Despite the specialist’s lack of bedside manners, Samson stayed at the clinic for three days.  His condition did not improve, however.  Samson was not eating and my daughter and I were reminded of the specialist’s grim prognosis for Samson.  During this stretch of time that seemed like one really, really long day, my daughter kept in constant contact with Samson’s breeder, Laurie, who owns and operates Starr Bulldogs.

Laurie suggested that my daughter and I should visit the clinic where Samson was being treated unexpectedly so we could truly determine if he was getting the best care possible.  Laurie had a dog go through a similar experience before and she advised us what to look out for.  So, we made an impromptu visit and were relieved when Samson seemed somewhat alert…alert enough to wiggle his little stub of a tail when he saw my daughter at least.
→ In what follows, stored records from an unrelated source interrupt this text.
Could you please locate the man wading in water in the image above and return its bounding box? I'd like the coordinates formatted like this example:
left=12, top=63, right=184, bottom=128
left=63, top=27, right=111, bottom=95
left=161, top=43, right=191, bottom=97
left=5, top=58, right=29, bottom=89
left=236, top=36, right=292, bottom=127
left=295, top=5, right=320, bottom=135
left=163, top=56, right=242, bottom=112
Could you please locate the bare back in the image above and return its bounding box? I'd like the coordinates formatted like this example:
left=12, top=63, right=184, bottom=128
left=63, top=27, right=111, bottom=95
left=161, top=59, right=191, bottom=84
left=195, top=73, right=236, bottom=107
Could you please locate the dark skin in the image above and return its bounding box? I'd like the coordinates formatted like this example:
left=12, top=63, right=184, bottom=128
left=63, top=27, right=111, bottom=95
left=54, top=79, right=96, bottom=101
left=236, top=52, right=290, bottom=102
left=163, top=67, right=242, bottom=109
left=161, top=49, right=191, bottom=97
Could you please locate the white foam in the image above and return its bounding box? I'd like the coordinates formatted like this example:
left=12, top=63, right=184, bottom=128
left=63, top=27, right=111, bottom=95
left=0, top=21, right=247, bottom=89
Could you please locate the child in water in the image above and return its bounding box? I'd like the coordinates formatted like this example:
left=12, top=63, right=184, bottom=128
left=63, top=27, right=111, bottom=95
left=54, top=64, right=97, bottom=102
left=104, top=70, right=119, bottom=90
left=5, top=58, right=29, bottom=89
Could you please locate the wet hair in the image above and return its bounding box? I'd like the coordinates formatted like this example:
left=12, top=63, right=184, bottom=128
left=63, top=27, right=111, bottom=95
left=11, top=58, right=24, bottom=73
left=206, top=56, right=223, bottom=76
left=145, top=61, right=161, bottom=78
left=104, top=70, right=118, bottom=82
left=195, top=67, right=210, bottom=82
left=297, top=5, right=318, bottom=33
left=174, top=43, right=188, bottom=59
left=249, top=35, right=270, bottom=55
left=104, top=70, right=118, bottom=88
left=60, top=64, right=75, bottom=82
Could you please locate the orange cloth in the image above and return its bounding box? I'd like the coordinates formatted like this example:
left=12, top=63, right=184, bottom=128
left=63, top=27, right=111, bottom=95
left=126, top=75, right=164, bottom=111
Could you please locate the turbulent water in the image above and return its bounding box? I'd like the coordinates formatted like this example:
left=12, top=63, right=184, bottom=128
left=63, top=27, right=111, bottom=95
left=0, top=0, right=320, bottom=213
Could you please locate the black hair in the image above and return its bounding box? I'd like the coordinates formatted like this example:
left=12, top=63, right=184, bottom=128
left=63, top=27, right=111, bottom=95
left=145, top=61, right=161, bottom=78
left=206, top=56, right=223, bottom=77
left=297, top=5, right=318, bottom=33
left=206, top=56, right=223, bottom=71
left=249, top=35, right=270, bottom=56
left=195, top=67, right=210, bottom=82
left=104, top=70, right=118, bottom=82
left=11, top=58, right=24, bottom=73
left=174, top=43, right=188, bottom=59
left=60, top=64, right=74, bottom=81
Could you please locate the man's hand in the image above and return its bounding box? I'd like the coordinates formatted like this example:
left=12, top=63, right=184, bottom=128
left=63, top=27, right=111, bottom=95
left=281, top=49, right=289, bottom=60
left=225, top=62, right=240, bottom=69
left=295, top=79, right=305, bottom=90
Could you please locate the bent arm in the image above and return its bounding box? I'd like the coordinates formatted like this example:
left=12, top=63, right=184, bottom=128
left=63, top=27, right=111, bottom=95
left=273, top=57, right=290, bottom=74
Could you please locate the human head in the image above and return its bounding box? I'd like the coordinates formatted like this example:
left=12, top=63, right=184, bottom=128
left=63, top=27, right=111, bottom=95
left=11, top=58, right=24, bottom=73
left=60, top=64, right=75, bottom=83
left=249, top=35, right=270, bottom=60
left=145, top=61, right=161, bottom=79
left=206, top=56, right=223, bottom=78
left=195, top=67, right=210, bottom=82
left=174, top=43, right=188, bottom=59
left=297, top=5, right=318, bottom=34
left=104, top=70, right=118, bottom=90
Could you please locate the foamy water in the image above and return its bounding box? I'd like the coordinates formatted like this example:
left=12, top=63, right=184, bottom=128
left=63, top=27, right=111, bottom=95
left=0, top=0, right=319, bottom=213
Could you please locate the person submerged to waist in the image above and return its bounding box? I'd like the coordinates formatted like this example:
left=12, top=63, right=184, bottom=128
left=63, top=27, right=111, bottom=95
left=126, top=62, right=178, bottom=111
Unsure of whether Samson’s semi-conscious state demonstrated he was receiving adequate care or not, my daughter and I decided to sign the dog out of the animal hospital…against medical advice.  We figured the best chance Samson had at recovering his health was with someone intimately familiar with his breed.  So, we turned up the air conditioning in the car as far as it would go and began the three-hour drive to Laurie’s.

We questioned whether we had made the right decision at various points of our trip.  Even though he was riding in the back, we could still hear Samson making the same noises that led my daughter to take him to the vet in the first place.  He sounded horrible.

All of our self-doubts were alleviated the moment we arrived at Laurie’s.  Laurie met us at our car and immediately took Samson from my daughter’s arms.  With an oxygen tent already set up for Samson, Laurie and her husband observed him the whole while it took for Samson to do a complete 180! 

It didn’t take too long for Samson to recover his happy-go-lucky demeanor and begin eating his favorite food.  Having received breathing treatments and lemon to break up the phlegm in his chest over the week that he was with Laurie and her husband, Samson was prepared to celebrate when my daughter and I returned to pick him up.  And celebrate he did! 

Even though Samson still received breathing treatments for a few months after leaving Laurie’s, his health was eventually fully restored.

Looking back, and forward, I am still glad my daughter made the decision to take him out of that veterinary clinic.  I might not have a “granddog” if she hadn’t.  Still looking back, I also now believe that Samson’s pneumonia was caused by a Bordetella nasal vaccine.

Thankfully, Samson is now a happy, healthy, one-year-old Bulldog.  And, he is truly unlike any other dog I have encountered in my life.

I love you, Samson!  Happy 1st Birthday!  Love, Your Nana!